PIC Micro Output I/O

[Rajinder]

Hi,
I have a question regarding the PIC18F4520 micro. If i connect a 10K pull up to one of the pins and make this as an output. I believe that this will be a logic '1'. If i now make this (still as an output) but output a 0, how can the output be a 0 since it is connected to VCC via a 10K Pull-up.

Best regards,

 

[hevans1944]

Go revisit Ohm's Law. What is the resistance to ground at the output when the output is low?

 

[Rajinder]

If we have a push pull I/o line

 

[BobK]

Connect a 10K resistor from the + to the - terminal of a 1.5V battery. Is the voltage at the - terminal now 1.5V? If not, what is it?

Bob

 

[Colin Mitchell]

No.

The micro makes the output HIGH or LOW. The 10k has absolutely no effect what-so-ever.

 

[Minder]

The output either switches to +v or common as per the attached dwg.
M.

 

[hevans1944]

how can the output be a 0 since it is connected to VCC via a 10K Pull-up.

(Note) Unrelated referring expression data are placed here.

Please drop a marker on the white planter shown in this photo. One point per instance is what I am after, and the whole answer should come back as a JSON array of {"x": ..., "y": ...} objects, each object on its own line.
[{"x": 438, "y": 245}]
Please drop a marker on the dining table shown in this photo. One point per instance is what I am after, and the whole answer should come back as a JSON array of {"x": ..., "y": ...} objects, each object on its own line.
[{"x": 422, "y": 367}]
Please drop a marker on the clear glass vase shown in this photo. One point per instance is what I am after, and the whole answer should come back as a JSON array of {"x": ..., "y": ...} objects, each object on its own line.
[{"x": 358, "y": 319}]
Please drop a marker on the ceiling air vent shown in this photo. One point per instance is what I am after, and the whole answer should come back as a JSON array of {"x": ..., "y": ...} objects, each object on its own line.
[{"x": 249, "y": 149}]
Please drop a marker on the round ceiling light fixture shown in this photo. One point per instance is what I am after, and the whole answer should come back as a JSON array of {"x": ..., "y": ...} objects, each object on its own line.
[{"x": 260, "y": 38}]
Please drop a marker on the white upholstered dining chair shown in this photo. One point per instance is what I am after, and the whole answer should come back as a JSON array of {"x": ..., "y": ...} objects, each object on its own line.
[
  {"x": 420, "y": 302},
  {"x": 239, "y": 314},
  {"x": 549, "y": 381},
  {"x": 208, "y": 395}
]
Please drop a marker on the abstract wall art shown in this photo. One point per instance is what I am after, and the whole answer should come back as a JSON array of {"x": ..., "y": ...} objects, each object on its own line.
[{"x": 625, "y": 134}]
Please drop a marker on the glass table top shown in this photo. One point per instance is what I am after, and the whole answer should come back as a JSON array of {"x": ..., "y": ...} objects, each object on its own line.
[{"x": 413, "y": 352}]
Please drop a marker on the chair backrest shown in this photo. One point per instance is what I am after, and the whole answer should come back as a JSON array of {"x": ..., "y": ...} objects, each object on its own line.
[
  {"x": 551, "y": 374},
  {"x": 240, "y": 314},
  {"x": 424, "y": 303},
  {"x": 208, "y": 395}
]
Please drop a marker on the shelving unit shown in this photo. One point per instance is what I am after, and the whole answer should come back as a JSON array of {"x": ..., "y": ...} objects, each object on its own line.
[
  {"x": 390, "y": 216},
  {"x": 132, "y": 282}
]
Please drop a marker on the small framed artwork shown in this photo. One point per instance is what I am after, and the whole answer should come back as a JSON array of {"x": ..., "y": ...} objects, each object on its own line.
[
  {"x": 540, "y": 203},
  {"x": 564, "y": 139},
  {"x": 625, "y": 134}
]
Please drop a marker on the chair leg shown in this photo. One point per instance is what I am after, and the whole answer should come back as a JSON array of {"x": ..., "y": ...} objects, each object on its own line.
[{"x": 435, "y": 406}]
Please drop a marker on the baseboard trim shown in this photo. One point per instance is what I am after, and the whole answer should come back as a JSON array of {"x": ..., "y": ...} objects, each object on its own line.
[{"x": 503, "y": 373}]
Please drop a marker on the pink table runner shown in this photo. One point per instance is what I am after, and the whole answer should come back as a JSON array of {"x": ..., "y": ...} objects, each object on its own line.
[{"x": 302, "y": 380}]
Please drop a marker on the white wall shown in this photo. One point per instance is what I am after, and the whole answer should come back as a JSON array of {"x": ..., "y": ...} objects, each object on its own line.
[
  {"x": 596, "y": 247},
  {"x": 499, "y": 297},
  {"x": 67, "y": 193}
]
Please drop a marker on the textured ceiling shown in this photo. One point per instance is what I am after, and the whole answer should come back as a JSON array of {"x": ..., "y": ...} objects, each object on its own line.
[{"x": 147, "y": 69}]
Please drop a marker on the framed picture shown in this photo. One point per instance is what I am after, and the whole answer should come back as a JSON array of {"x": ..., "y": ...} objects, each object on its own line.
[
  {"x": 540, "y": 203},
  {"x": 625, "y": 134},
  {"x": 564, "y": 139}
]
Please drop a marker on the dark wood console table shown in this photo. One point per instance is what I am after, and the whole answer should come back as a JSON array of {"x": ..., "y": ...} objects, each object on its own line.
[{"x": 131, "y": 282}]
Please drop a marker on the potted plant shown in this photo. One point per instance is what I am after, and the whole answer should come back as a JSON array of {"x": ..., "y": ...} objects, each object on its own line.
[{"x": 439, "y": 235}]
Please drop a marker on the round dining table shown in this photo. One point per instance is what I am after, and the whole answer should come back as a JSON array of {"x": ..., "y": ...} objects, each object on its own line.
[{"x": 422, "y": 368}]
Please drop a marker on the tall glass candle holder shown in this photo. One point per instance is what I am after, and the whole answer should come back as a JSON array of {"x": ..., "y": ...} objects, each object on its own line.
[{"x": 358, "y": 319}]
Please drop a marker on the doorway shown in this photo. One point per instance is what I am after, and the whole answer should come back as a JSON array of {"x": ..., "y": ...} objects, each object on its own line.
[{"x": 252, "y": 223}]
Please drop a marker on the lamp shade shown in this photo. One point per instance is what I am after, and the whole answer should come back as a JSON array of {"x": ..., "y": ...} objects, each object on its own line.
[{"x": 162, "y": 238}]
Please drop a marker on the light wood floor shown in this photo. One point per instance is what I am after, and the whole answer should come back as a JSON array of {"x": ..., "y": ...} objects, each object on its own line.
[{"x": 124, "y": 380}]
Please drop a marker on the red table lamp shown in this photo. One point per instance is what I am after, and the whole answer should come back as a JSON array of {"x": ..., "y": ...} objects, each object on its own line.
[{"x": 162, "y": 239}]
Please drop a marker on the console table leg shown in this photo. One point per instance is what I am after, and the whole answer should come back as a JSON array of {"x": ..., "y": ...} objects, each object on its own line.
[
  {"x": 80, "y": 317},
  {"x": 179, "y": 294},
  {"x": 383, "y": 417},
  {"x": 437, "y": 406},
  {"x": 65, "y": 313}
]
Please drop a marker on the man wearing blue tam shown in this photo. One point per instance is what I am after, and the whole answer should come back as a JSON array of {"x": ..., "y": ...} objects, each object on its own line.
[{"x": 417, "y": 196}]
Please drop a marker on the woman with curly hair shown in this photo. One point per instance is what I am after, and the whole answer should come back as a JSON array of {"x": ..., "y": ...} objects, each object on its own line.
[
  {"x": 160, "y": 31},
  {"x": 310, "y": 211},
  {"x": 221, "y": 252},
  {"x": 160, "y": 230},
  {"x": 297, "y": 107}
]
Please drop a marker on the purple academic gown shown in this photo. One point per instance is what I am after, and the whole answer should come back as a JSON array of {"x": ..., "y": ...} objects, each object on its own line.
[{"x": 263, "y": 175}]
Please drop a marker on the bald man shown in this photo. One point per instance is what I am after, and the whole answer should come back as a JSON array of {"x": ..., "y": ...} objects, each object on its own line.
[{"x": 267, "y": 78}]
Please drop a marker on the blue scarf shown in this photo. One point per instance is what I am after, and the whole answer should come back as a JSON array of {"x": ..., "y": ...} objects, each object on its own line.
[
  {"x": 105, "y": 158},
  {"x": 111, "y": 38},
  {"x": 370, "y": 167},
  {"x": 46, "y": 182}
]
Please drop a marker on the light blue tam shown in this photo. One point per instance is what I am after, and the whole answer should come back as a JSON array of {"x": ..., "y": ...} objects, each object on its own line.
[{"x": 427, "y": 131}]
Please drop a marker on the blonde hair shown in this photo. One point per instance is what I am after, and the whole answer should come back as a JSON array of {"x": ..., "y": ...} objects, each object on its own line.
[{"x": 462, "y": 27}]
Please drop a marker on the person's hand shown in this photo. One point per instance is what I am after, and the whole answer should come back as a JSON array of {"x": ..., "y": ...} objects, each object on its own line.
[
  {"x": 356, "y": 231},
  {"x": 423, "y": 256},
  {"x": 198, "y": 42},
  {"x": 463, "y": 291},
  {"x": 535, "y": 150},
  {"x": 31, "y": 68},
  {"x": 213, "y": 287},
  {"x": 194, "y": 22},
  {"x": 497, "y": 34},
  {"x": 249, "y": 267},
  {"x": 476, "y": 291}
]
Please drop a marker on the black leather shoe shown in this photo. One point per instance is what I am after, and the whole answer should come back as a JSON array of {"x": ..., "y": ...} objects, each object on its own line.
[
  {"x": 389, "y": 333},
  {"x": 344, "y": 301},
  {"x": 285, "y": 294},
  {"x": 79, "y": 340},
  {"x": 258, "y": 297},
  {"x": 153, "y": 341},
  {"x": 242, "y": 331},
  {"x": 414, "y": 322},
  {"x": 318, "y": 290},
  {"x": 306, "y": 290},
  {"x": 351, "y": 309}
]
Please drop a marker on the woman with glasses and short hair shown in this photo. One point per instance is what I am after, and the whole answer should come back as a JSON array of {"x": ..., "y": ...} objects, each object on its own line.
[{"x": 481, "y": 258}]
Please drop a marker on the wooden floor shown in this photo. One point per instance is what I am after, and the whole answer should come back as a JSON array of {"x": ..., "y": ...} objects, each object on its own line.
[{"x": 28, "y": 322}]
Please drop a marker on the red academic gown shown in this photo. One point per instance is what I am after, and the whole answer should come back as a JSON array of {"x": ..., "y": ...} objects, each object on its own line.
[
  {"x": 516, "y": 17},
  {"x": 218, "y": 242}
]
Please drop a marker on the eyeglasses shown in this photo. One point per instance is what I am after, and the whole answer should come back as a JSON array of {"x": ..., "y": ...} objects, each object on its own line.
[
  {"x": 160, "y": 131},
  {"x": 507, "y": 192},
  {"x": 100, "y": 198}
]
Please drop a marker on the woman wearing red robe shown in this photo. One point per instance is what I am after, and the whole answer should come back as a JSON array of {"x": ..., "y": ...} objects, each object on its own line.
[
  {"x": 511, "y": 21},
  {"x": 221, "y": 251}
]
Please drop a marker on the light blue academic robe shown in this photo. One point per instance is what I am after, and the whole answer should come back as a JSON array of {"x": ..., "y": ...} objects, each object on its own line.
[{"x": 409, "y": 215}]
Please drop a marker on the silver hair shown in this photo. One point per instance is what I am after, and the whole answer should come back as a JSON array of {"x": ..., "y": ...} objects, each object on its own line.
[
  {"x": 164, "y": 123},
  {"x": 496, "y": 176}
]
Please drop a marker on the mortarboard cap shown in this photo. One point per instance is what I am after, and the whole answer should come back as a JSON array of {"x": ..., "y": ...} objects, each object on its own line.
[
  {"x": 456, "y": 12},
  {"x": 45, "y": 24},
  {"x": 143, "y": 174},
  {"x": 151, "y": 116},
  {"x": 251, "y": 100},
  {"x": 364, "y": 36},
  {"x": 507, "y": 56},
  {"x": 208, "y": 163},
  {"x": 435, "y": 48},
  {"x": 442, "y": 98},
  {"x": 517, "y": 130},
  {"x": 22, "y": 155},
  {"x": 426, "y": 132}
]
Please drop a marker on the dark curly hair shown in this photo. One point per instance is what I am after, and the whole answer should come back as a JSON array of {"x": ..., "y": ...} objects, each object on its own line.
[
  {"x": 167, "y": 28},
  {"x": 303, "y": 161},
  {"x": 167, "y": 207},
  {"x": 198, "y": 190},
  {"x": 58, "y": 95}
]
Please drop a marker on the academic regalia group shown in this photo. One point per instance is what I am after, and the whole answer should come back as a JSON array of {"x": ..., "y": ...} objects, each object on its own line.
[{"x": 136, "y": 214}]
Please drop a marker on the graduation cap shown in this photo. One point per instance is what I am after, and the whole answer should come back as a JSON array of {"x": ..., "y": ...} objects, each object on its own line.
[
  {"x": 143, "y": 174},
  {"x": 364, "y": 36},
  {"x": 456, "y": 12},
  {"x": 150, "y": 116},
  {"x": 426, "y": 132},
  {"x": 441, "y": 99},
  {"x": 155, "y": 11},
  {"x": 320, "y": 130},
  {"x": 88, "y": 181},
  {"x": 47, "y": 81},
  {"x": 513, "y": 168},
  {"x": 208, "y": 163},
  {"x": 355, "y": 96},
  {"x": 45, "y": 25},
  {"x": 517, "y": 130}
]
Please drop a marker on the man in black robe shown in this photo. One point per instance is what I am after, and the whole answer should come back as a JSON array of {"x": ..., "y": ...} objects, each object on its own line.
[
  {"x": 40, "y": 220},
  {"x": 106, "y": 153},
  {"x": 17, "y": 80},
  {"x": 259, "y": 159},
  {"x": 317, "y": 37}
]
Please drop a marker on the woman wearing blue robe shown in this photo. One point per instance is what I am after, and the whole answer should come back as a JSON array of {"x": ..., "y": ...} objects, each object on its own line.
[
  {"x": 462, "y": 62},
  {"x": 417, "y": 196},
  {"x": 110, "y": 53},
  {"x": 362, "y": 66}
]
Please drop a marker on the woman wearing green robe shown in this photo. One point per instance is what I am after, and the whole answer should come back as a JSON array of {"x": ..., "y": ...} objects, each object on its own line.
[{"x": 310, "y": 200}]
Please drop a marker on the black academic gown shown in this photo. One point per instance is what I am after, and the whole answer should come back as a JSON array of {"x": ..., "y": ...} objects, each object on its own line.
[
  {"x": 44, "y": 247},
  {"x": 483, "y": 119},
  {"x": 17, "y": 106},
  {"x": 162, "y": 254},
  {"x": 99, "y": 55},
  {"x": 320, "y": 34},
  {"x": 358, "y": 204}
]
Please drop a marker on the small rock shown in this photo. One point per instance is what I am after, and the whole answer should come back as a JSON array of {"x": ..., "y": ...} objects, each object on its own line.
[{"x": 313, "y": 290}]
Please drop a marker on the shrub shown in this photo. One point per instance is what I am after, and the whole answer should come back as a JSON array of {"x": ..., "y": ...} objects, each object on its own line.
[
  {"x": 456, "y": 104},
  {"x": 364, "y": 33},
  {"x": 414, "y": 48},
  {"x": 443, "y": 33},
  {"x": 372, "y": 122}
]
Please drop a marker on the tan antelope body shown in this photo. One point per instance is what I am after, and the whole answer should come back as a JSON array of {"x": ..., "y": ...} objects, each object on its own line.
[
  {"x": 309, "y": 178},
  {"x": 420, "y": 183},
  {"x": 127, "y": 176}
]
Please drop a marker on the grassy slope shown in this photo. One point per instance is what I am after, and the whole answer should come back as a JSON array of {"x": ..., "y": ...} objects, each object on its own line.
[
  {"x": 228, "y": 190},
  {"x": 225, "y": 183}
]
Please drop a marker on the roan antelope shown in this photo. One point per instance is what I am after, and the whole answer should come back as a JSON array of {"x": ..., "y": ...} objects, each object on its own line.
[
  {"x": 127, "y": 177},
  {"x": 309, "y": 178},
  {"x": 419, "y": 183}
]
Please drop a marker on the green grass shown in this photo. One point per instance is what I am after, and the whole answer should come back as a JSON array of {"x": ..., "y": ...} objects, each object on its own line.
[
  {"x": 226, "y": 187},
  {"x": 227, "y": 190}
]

The output is shorted to common by the lower MOSFET when the output is low. The upper MOSFET in the totem-pole (NOT push-pull) output is turned off when the output is 0. The 10 kΩ "pull up" resistor is in parallel with the upper MOSFET (which is NOT conducting) and therefore provides a small current (about 0.5 mA with Vcc = 5 V) through the lower MOSFET (which IS conducting) when the output is 0. This current is NOT sufficient to raise the output to a logic 1 level. In essence, when the output is 0, the 10 kΩ resistor and the conductive resistance of the lower MOSFET form a voltage divider at the output producing an output voltage equal to (Vcc) (Ron/Ron + 10,000). The value of Ron is very low, about a tenth of an ohm or less, so the effect of Vcc acting through the 10 kΩ resistor is negligible.